14th President of the Norwegian Association for Women's Rights
- In office 1946–1952
- Preceded by: Margarete Bonnevie
- Succeeded by: Ingerid Gjøstein Resi

Personal details
- Born: 19 August 1892
- Died: 21 July 1980 (aged 87)
- Party: Liberal Party

= Dakky Kiær =

Norwegian politician

Dagny Caroline "Dakky" Kiær (19 August 1892 – 21 July 1980) was a Norwegian politician for the Liberal Party, feminist and civic leader.
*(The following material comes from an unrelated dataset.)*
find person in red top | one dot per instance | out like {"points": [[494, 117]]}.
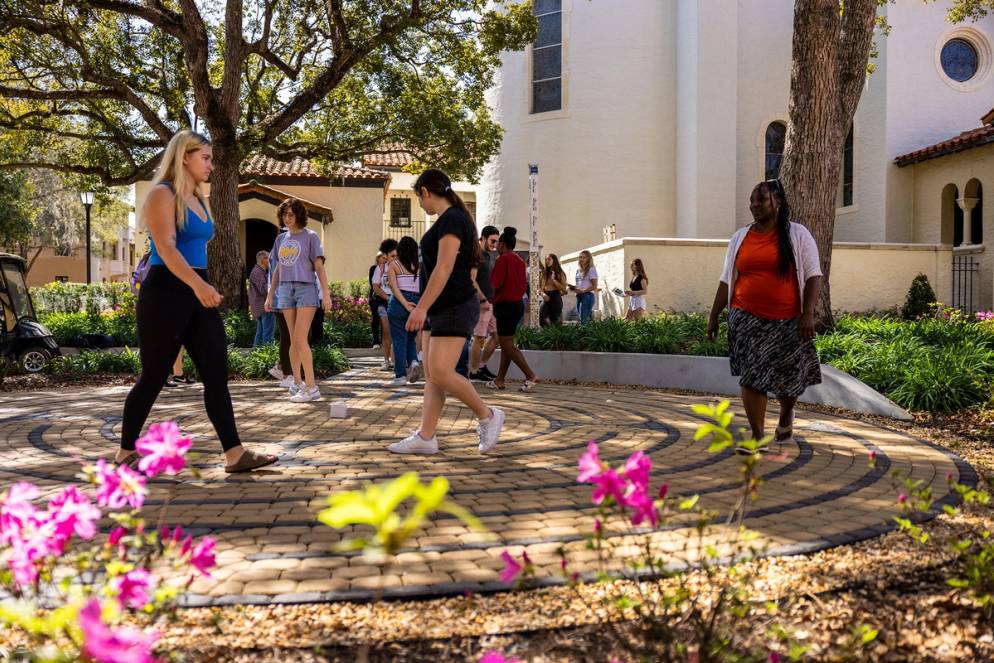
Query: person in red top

She was born in Aker as a daughter of barrister and former mayor of Aker, Georg Fredrik Egidius Kiær and Julie Caroline Helene Løvenskiold. Her maternal grandfather Herman Severin Løvenskiold (1838–1910) was Lord Chamberlain of the Royal Court. She was sister of industrialist Thorry Kiær.

She was rector of Norske Kvinners Nasjonalråds sosialskole 1946–1953 and president of the Norwegian Association for Women's Rights 1946–52. She served as a member of the city council of Oslo for the Liberal Party 1952–1956. She was the runner-up for the party's ballot in the 1949 parliamentary election, and later a minor ballot candidate in 1953 and 1957.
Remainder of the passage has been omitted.